Was Kardinal Frings vor 70 Jahren predigte
An Silvester 1946 hielt der gebürtige Neusser die berühmte Rede vom Nehmen in der Not.
Neuss. Das neue Wort ging sofort wie ein Lauffeuer durch Köln. „Fringsen“ heißt es in Anlehnung an den populären Josef Kardinal Frings, und es bedeutete ein kleines Stück Hoffnung, Es war der Abend des 31. Dezember 1946, als der gebürtige Neusser in der Kirche St. Engelbert im Kölner Stadtteil Riehl seine legendäre Silvesterpredigt hält. „Wir leben in Zeiten“, sagt er, „da in der Not auch der Einzelne das wird nehmen dürfen, was er zur Erhaltung seines Lebens und seiner Gesundheit notwendig hat, wenn er es auf andere Weise, durch seine Arbeit oder durch Bitten, nicht erlangen kann.“
Stehlen aus der blanken Not der Nachkriegszeit heraus wird von nun an im Volksmund „Fringsen“ genannt. „Die berühmte Silvesterpredigt von Josef Kardinal Frings gehört noch heute zur Erinnerung der Nachkriegsgeneration und begründet die anhaltende Popularität des Neusser Ehrenbürgers“, schreibt Quirinus C. Greiwe für die in Neuss ansässige Josef-Kardinal-Frings-Gesellschaft. Mit seinen Worten sprach Frings den harten Alltag der Menschen an — und berührte sie. In den kalten Nachkriegswintern fehlte es an beinahe allem fürs tägliche Überleben.
Die Silvesterpredigt blieb jedoch nicht ohne Folgen — auch, weil unterging, was Frings gleich im Nachgang seines berühmten Satzes sagte: „Aber ich glaube, dass in vielen Fällen weit darüber hinausgegangen worden ist. Und da gibt es nur einen Weg: Unverzüglich unrechtes Gut zurückgeben, sonst gibt es keine Verzeihung bei Gott.“ Doch weil dies gerne übersehen wurde, bekam der Kardinal Ärger mit den britischen Besatzungskräften.

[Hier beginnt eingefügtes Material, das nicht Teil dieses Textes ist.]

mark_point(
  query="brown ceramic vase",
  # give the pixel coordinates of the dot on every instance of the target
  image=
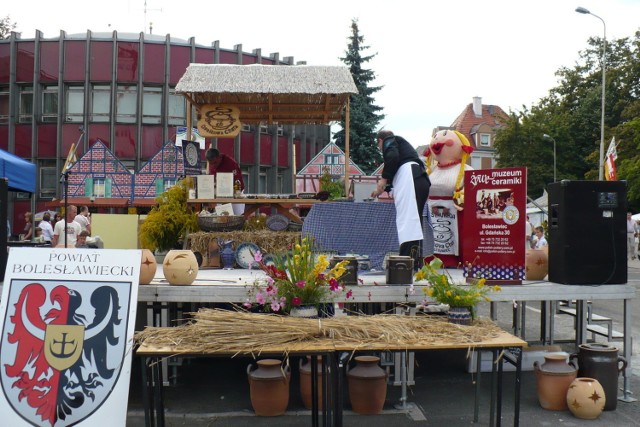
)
(367, 386)
(553, 378)
(586, 398)
(269, 387)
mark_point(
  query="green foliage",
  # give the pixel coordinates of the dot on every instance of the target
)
(334, 188)
(6, 26)
(169, 220)
(365, 116)
(571, 114)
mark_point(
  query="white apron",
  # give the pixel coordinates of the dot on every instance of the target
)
(404, 198)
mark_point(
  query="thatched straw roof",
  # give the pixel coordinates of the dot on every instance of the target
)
(271, 93)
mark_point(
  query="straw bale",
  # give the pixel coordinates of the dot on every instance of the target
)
(240, 332)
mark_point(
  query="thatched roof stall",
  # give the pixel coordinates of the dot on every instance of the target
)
(284, 94)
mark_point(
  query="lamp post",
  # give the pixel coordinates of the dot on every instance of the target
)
(604, 57)
(554, 155)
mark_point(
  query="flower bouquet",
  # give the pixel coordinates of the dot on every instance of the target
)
(442, 288)
(296, 279)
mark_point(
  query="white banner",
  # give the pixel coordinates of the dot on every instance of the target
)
(67, 336)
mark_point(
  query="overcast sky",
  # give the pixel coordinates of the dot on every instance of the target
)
(432, 57)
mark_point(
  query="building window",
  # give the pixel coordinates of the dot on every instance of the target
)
(4, 105)
(48, 182)
(100, 103)
(331, 159)
(99, 187)
(74, 104)
(152, 105)
(26, 104)
(168, 183)
(50, 104)
(126, 104)
(177, 110)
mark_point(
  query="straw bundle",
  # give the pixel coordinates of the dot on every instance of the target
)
(225, 331)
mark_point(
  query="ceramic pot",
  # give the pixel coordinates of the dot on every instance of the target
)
(601, 361)
(180, 267)
(553, 378)
(536, 264)
(227, 255)
(399, 270)
(350, 277)
(367, 386)
(148, 266)
(459, 315)
(586, 398)
(304, 312)
(305, 382)
(269, 387)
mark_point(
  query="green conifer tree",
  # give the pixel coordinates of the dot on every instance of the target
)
(365, 116)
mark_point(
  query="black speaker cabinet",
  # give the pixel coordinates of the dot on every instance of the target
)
(587, 232)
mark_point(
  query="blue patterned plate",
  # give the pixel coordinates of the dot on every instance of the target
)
(245, 255)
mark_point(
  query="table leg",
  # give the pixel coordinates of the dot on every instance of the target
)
(314, 391)
(626, 396)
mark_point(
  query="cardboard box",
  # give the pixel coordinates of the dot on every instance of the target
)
(530, 355)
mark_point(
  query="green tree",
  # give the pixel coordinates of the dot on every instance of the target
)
(365, 116)
(571, 114)
(6, 26)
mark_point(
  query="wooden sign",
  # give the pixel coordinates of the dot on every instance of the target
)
(219, 121)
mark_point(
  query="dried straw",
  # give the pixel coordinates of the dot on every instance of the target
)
(236, 332)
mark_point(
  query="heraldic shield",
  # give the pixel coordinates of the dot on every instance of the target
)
(62, 348)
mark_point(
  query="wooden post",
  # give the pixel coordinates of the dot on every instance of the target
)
(346, 150)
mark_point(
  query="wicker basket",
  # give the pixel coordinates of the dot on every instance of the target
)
(221, 223)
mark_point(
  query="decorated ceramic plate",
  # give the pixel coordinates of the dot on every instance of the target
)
(245, 255)
(269, 259)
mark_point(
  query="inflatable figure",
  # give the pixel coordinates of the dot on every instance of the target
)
(446, 162)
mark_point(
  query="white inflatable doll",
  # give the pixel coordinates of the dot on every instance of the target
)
(446, 162)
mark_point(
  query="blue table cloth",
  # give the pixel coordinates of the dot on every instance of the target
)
(367, 228)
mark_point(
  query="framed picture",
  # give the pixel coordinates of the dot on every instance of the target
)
(224, 184)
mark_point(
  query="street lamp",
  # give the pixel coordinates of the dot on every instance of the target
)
(604, 56)
(554, 155)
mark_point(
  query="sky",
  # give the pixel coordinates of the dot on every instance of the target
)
(431, 58)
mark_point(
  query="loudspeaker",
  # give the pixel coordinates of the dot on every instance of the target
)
(587, 232)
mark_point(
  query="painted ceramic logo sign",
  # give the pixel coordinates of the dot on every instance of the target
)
(219, 121)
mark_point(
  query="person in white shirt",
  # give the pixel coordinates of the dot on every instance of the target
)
(83, 219)
(47, 229)
(66, 226)
(541, 241)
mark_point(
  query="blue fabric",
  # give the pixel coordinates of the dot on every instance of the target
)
(367, 228)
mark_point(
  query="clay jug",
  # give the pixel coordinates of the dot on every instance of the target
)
(180, 267)
(305, 382)
(586, 398)
(553, 378)
(601, 361)
(269, 387)
(148, 266)
(367, 386)
(536, 264)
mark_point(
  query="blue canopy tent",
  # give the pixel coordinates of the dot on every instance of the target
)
(20, 173)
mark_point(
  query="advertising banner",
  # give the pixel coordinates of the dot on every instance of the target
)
(68, 319)
(494, 241)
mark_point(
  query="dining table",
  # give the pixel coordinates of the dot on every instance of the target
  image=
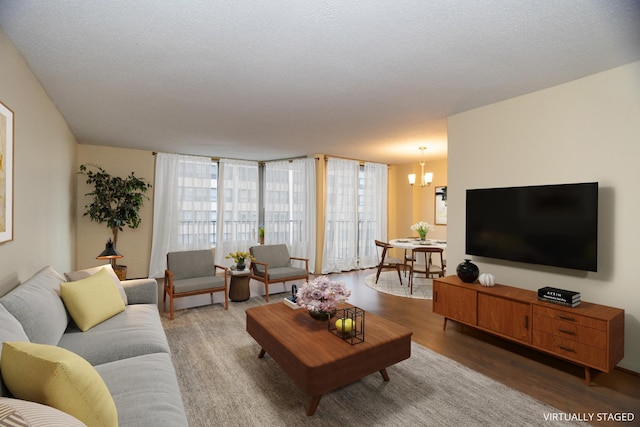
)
(414, 242)
(410, 243)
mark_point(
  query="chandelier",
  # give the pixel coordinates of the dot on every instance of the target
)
(425, 178)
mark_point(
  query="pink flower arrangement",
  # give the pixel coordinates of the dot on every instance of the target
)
(322, 294)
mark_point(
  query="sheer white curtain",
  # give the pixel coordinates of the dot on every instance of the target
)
(182, 207)
(237, 219)
(373, 214)
(290, 206)
(340, 252)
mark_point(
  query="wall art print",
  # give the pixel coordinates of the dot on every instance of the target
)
(6, 174)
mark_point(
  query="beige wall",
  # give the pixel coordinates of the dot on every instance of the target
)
(134, 244)
(585, 130)
(44, 155)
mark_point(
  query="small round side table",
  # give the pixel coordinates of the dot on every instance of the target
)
(239, 286)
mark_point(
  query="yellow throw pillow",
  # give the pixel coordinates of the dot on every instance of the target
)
(92, 300)
(58, 378)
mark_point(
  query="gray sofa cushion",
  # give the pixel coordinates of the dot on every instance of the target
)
(189, 264)
(134, 332)
(39, 295)
(275, 256)
(145, 391)
(10, 330)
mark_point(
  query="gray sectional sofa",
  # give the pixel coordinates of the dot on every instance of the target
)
(129, 350)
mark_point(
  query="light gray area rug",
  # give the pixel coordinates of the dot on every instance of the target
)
(223, 383)
(389, 284)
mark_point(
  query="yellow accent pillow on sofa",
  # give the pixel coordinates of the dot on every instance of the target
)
(58, 378)
(92, 300)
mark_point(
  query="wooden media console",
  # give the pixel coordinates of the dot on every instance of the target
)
(589, 335)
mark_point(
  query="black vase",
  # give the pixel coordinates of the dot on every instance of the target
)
(467, 271)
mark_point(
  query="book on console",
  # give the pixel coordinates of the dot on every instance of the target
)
(560, 302)
(559, 293)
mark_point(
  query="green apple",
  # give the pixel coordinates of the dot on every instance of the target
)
(344, 325)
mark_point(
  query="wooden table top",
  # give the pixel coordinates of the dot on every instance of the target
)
(310, 341)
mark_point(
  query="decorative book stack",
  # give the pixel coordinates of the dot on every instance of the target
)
(559, 296)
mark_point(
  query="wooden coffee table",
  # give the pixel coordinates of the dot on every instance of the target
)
(319, 361)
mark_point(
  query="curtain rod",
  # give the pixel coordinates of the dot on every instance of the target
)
(362, 162)
(215, 159)
(261, 162)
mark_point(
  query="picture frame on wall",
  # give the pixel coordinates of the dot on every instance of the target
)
(6, 173)
(441, 206)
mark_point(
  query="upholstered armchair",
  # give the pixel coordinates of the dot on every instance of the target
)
(272, 264)
(193, 273)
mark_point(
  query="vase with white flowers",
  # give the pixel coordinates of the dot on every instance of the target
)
(321, 297)
(422, 228)
(240, 259)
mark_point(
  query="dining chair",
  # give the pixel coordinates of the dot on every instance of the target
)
(428, 268)
(386, 262)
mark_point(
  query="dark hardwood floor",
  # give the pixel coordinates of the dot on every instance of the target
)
(550, 380)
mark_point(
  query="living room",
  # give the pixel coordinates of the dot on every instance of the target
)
(582, 130)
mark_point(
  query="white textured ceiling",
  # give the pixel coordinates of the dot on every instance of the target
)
(272, 79)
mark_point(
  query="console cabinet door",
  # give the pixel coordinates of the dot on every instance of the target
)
(505, 316)
(455, 302)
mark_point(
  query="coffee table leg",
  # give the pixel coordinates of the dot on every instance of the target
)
(314, 405)
(384, 374)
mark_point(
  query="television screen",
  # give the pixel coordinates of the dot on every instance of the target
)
(554, 225)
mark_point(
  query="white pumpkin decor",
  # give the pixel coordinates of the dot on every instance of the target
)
(487, 279)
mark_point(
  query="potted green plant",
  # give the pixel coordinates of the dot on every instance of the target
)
(115, 202)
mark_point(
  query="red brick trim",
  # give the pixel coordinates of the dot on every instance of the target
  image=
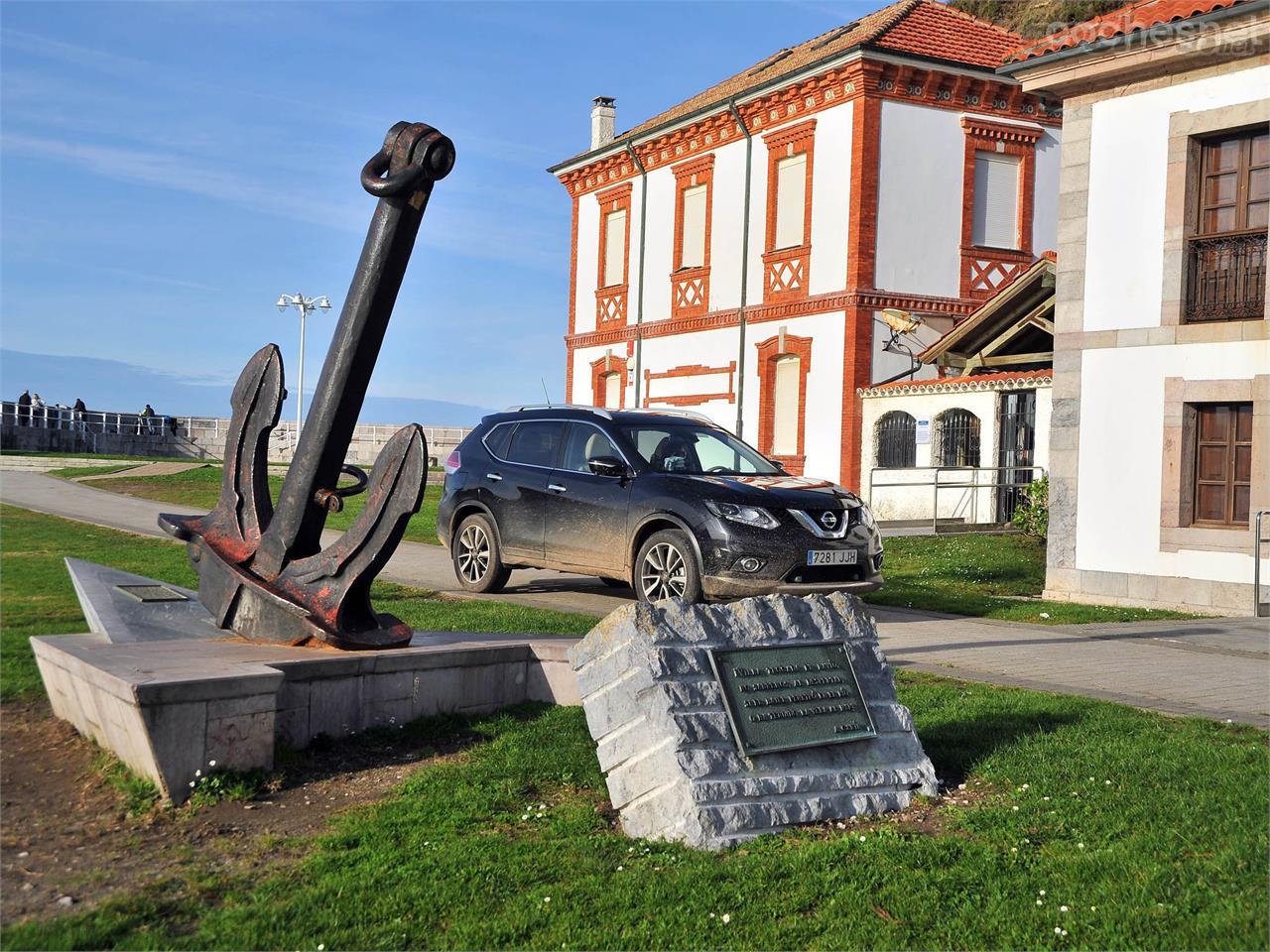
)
(861, 261)
(690, 287)
(601, 368)
(769, 352)
(786, 271)
(611, 299)
(984, 271)
(694, 370)
(929, 86)
(572, 301)
(758, 313)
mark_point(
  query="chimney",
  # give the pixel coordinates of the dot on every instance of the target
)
(603, 116)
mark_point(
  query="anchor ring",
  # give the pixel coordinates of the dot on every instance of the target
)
(432, 157)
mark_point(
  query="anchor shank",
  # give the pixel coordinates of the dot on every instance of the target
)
(295, 530)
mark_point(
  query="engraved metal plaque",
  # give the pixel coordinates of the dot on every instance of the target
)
(151, 593)
(792, 696)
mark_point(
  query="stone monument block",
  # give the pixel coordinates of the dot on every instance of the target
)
(717, 724)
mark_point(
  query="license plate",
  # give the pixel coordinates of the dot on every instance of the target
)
(832, 556)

Frings-Biograf Norbert Trippen erinnert daran, dass Zivilgouverneur William Asbury aus Düsseldorf wissen ließ, die Predigt sei missverständlich und könne von der Bevölkerung als Aufforderung verstanden werden, „das Recht in die eigenen Hände zu nehmen“. Er forderte eine öffentliche Klarstellung. Es wurde ein Termin zur Aussprache festgelegt. Doch als Frings am 16. Januar 1947 auf Asburys Dienstsitz eintraf, war der Militärgouverneur nicht da. Zwar richtete ein Oberst aus, dass er jeden Moment eintreffe. Doch nach einer Viertelstunde des Wartens machte sich Frings wieder auf. Überliefert ist der Satz an seinen Chauffeur: „Jetzt schleunigst weg, es konnte gar nicht besser gehen.“ Er wurde von Asbury nicht erneut einbestellt.